All available clinical genetic testing results were collected for all subjects, which included karyotype, CMA, specific variant tests, gene panels, ES and GS. During the study period, an institutional clinical protocol directed use of karyotype/CMA for some patients with CHD in the CICU, but no protocol existed for ES/GS. ES/GS results were classified using modified Clinical Sequencing Evidence-Generating Research Sequence Analysis and Diagnostic Yield workgroup criteria (26,27) as outlined in Figure 1. Furthermore, diagnostic tests were adjudicated as “diagnostic for cardiac phenotype” and/or “diagnostic for noncardiac phenotype” to describe genotype:phenotype relationship. The research team, including a cardiologist, clinical geneticist, genetic counselor, and cardiac intensivist, reviewed testing results. Diagnostic variants were analyzed based on ACMG classification in the testing report. Variants were assessed by the research team to determine whether CMA would likely detect each variant. Based on gene and variant location and type, the research team determined whether each variant would be detectable on common commercially available cardiac gene panels at four laboratories: Invitae, GeneDx, Mayo Clinic, and Prevention Genetics (Table S1).

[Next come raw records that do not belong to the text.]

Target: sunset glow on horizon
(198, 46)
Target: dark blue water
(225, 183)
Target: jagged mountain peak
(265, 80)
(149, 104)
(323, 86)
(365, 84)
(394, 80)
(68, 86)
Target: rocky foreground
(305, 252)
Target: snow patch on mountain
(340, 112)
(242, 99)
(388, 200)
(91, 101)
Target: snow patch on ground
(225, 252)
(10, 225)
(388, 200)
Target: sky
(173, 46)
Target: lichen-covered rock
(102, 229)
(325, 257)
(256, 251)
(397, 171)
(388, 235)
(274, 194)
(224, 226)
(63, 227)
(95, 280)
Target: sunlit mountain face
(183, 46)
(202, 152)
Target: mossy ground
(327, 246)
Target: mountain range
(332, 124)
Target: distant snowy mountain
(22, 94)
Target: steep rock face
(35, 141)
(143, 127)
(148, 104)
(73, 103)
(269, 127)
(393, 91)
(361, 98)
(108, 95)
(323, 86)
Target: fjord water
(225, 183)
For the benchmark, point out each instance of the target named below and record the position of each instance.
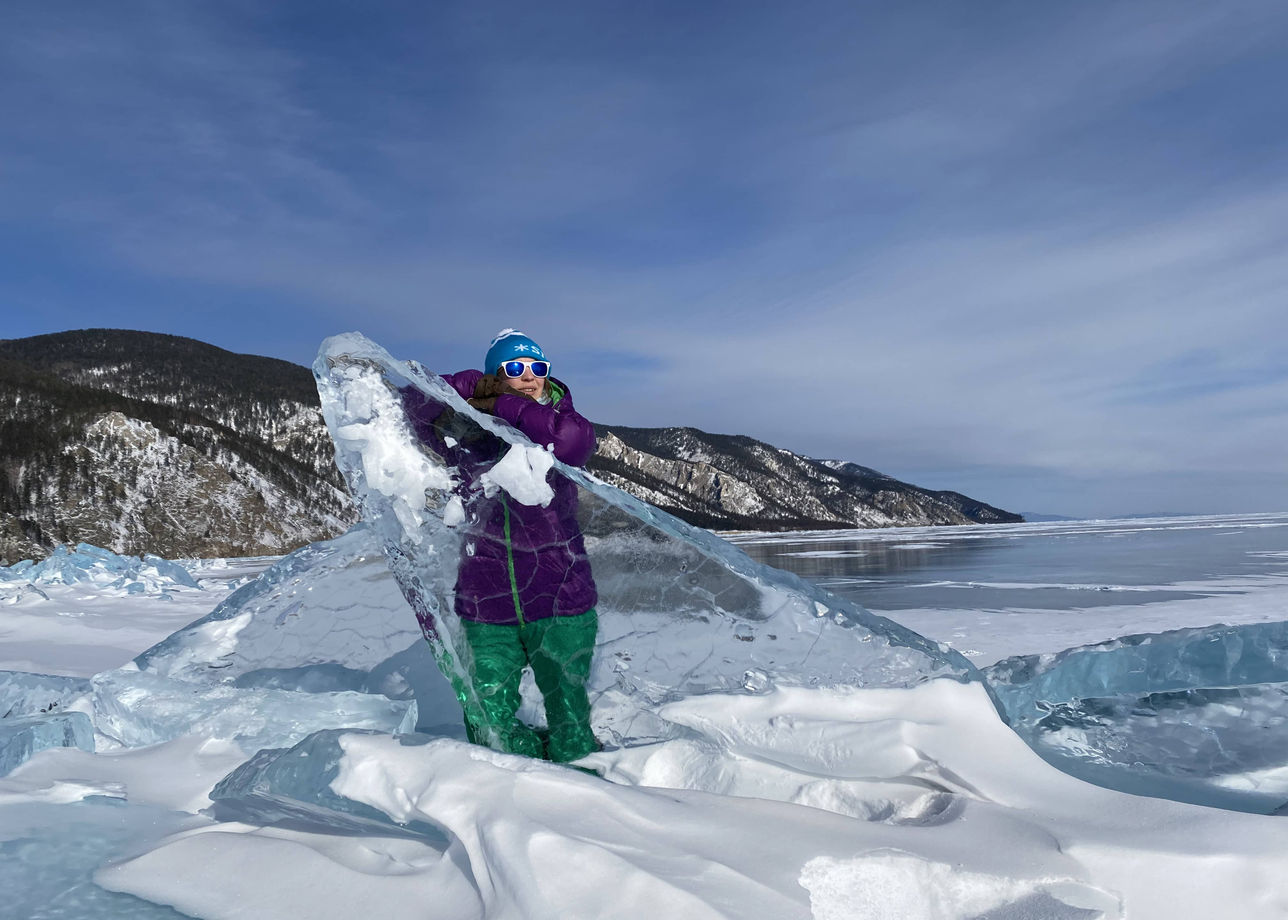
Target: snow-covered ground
(891, 804)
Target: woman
(524, 593)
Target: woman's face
(528, 384)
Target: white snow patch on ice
(522, 473)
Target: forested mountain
(144, 442)
(734, 482)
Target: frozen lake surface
(823, 804)
(993, 592)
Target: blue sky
(1037, 253)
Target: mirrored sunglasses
(514, 369)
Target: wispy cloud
(925, 237)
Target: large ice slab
(133, 709)
(88, 563)
(1193, 714)
(30, 695)
(21, 738)
(681, 611)
(294, 786)
(326, 619)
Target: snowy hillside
(143, 442)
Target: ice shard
(1193, 714)
(681, 611)
(28, 695)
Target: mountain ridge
(152, 442)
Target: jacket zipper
(509, 559)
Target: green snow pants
(559, 651)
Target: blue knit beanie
(508, 345)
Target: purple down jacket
(518, 562)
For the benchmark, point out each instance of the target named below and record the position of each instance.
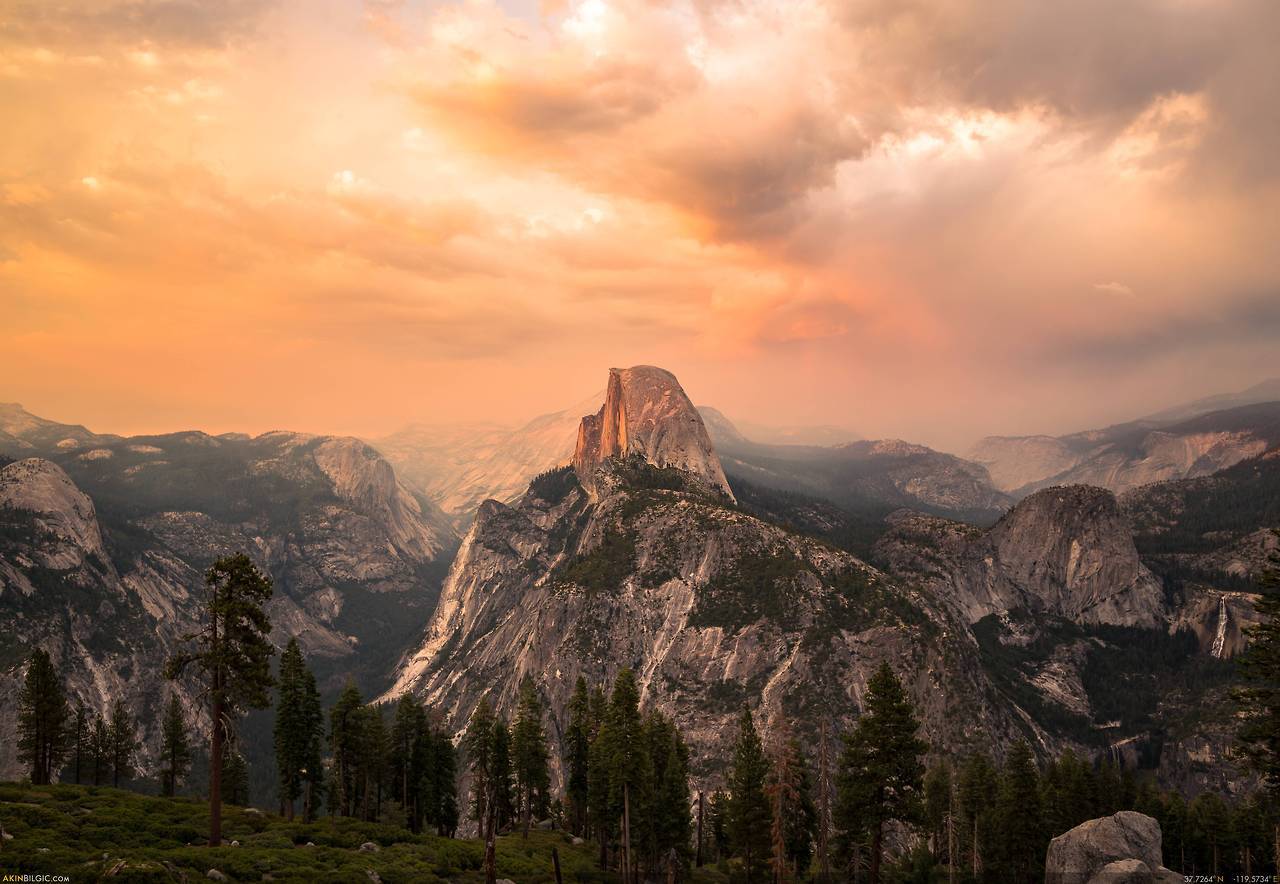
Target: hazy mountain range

Figure 1 Flow chart illustrating exome/genome sequencing result classification. Tests designated as “positive” in clinical reports were classified as positive/“diagnostic”. Results reported as indeterminate by the testing laboratory but considered diagnostic by the patient’s clinical team (clinical geneticist or cardiology subspecialist with expertise in the phenotype or gene of interest) were considered diagnostic for the study. The remaining indeterminate results underwent research team review; one patient who was deemed to have a genotype-phenotype match was classified as diagnostic.

Statistical analysis

Patient demographic and clinical characteristics were described using median with interquartile range (IQR) for continuous variables and frequency (percent of total) for categorical variables. Wilcoxon rank sum tests were used to compare age at genetic testing by primary cardiac phenotype and presence of extracardiac anomalies. Extracardiac anomalies and diagnostic yield were compared between cardiac phenotype subgroups using Fisher’s exact test due to the relatively small sample sizes and the categorical nature of the data. P values were not adjusted for multiple comparisons. All statistical analyses were performed using R version 4.2.2 (R Core Team, Vienna, Austria).


Results

A total of 45 patients underwent clinical ES/GS during the study period. Table 1 summarizes patient characteristics, with median age 33 [7–905] days. Twenty-five patients (55.6%) had CHD and 19/45 (42.2%) had ventricular dysfunction or primary arrhythmia (“non-CHD”). GS was the predominant molecular test (30/45, 66.7%) with 50.0% diagnostic rate (15/30) compared to exome (5/15, 33.3%), Figure 2.

Table 1

Patient characteristics

Characteristic Values (N=45)
Age at genetic testing 33 [7–905]
   ≤1 year 32 (71.1)
   >1 year 13 (28.9)
Sex
   Male 22 (48.9)
   Female 23 (51.1)
Race
   White 32 (71.1)
   Black/African American 9 (20.0)
   Other/multiple races 4 (8.9)
Deceased 15 (33.3)
   Age at death (days) 76 [32–455]
Cardiac phenotype
   Congenital heart disease 25 (55.6)
   Non-congenital heart disease 19 (42.2)
    Ventricular dysfunction 13 (68.4)
    Arrhythmia 6 (31.6)
   Other (rhabdomyoma) 1 (2.2)
Extracardiac anomaly present 23 (51.1)
Genetic testing performed
   Karyotype 16 (35.6)
   Chromosomal microarray 22 (48.9)
   Gene panel 10 (22.2)
   Exome sequencing 15 (33.3)
   Genome sequencing 30 (66.7)

Data are presented as median [interquartile range] or n (%).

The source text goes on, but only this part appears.